**Entanglement cost** is an entanglement measure that aims to quantify how many ebits are required to prepare a copy of a state using only LOCC operations. Many copies can be prepared at the same time and the entanglement cost therefore quantifies how many ebits are required *per copy* of the state.

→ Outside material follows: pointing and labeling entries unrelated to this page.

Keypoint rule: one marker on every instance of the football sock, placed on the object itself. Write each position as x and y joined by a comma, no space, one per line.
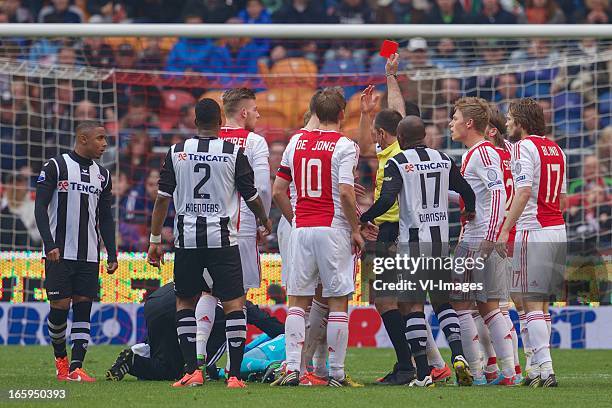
235,332
540,342
517,363
469,342
315,333
449,323
434,358
205,318
486,345
56,323
416,334
79,333
337,342
501,339
186,328
295,328
395,326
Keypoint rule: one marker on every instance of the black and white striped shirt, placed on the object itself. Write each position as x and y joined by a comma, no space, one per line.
73,197
204,176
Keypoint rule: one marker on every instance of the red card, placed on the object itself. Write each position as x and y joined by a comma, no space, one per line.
388,48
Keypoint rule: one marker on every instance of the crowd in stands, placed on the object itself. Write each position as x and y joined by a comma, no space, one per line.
37,118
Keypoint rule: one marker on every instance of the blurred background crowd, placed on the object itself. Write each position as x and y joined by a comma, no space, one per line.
146,100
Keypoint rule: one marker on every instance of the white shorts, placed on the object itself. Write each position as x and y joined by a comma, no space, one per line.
249,258
283,234
538,264
325,253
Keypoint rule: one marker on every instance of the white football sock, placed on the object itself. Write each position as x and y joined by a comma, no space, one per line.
295,327
337,340
501,340
205,318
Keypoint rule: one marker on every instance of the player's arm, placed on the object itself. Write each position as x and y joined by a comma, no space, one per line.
107,224
368,104
459,185
395,100
245,184
45,187
391,187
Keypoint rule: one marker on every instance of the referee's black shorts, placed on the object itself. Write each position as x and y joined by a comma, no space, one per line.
223,270
67,278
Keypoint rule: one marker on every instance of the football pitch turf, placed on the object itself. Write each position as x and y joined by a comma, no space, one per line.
585,378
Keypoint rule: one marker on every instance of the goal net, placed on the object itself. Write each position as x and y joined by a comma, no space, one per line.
143,91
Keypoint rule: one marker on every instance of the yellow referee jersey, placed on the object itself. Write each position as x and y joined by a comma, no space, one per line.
393,214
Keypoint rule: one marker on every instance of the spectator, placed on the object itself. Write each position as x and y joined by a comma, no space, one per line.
60,12
447,55
591,177
17,200
354,12
398,12
446,12
301,12
97,53
255,13
542,12
15,12
493,13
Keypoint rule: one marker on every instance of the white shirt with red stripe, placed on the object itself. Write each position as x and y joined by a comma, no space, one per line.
540,163
256,151
317,162
482,169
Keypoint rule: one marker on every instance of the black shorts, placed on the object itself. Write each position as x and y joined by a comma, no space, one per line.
223,266
67,278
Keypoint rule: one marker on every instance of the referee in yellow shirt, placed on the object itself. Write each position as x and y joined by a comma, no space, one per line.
378,136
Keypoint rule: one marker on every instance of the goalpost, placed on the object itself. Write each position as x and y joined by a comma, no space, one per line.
566,67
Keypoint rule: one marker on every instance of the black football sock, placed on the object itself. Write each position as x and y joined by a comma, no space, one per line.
56,323
186,328
79,333
395,326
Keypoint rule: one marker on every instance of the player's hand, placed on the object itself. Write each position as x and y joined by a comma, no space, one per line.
502,244
155,256
357,242
53,255
468,215
369,100
111,267
369,231
392,64
486,247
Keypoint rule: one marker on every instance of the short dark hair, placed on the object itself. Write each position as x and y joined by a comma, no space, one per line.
208,114
232,98
328,104
387,120
527,113
86,126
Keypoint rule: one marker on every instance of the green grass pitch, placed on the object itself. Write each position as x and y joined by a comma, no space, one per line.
585,378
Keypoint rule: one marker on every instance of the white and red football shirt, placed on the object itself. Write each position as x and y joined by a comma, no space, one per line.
539,163
316,162
481,167
256,151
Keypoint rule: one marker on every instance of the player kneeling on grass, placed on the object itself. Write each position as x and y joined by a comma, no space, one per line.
160,357
73,197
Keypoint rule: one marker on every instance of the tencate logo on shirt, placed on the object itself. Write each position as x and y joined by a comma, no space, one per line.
64,185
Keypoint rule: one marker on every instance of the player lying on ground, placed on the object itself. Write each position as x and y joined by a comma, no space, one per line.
160,357
73,209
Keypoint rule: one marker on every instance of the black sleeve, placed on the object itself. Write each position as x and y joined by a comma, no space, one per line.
457,183
107,223
167,178
244,176
392,185
263,321
45,186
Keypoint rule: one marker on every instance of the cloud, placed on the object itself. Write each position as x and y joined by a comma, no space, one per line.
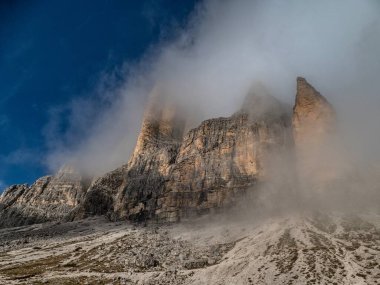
227,47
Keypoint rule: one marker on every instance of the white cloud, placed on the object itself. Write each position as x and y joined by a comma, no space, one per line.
227,47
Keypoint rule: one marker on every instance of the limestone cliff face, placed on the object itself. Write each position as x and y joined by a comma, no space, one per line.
314,125
223,158
173,175
131,191
49,198
313,116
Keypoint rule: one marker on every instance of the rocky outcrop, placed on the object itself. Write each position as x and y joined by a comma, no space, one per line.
313,116
173,174
132,191
49,198
317,155
223,158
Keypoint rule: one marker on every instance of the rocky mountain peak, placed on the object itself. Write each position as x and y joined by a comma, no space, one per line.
313,116
173,173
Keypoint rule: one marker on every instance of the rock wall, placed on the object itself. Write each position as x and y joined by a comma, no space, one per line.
172,174
49,198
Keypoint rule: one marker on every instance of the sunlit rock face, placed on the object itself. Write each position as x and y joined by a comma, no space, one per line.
223,158
318,157
313,116
49,198
174,174
131,191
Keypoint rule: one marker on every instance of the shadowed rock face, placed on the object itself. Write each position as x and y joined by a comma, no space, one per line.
131,191
314,124
313,116
172,175
223,158
49,198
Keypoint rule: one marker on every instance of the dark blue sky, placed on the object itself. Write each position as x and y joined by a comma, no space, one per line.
54,51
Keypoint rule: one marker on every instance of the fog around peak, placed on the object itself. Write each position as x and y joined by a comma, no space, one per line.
211,65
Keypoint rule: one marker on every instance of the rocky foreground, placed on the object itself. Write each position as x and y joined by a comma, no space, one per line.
312,249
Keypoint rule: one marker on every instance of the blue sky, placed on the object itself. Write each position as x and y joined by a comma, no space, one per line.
54,51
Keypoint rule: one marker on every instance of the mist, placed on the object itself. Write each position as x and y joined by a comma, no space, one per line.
207,69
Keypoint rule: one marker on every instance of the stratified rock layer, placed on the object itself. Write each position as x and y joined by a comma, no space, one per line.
172,174
313,116
223,158
49,198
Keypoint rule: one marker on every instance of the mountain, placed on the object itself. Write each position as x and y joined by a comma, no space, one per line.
175,174
258,194
49,198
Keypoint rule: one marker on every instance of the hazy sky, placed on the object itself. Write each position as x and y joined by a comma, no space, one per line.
84,74
55,52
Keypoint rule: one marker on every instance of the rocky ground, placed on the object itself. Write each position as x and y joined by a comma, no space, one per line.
317,249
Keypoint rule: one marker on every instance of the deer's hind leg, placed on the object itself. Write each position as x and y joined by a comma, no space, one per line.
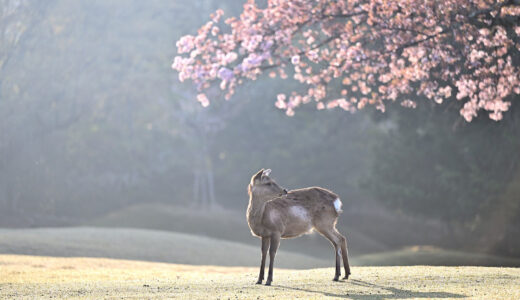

The preparation is allowed to be approximate, as long as the approximation can be made arbitrary good by preparing many copies at a time.

### Formal definition

Let $P_+$ be the projector onto a Bell state, $P_+ := |\Phi^+\rangle \langle \Phi^+|$, where $|\Phi^+\rangle = (|00\rangle + |11 \rangle)/\sqrt{2}$. The entanglement cost aims to quantify the rate *m/n* at which it is possible to convert $P_+^{\otimes m}$ into $\rho^{\otimes n}$ with a LOCC operation $\Lambda$. Since it is usually impossible to perform this exactly, we settle for $\Lambda(P_+^{\otimes m}) \approx \rho^{\otimes n}$ and let the quality of the approximation be quantified by a distance measure $D(\Lambda(P_+^{\otimes m}), \rho^{\otimes n})$ which can be either the Bures distance, the trace distance or another suitable distance. The entanglement cost *EC* is then the infimum of all possible rates *m/n* such that the approximation can be made arbitrarily good by choosing *m* and *n* large enough. This can be formulated mathematically as [quant-ph/0008134]:

- $E_c(\rho) = \inf \{ E \mid \forall \epsilon > 0, \delta > 0, \exists m, n, \Lambda, |E-\frac{m}{n}| \leq \delta \text{ and } D(\Lambda(P_+^{\otimes m}), \rho^{\otimes n}) \leq \epsilon\}.$

### Relations to other entanglement measures

The entanglement cost has been show to be equal to the regularization of the entanglement of formation,

$$ E_C(\rho) = \lim_{n \to \infty} \frac{1}{n} E_f(\rho^{\otimes n}). $$ If the entanglement of formation turns out to be additive, the entanglement cost will be equal to the entanglement of formation.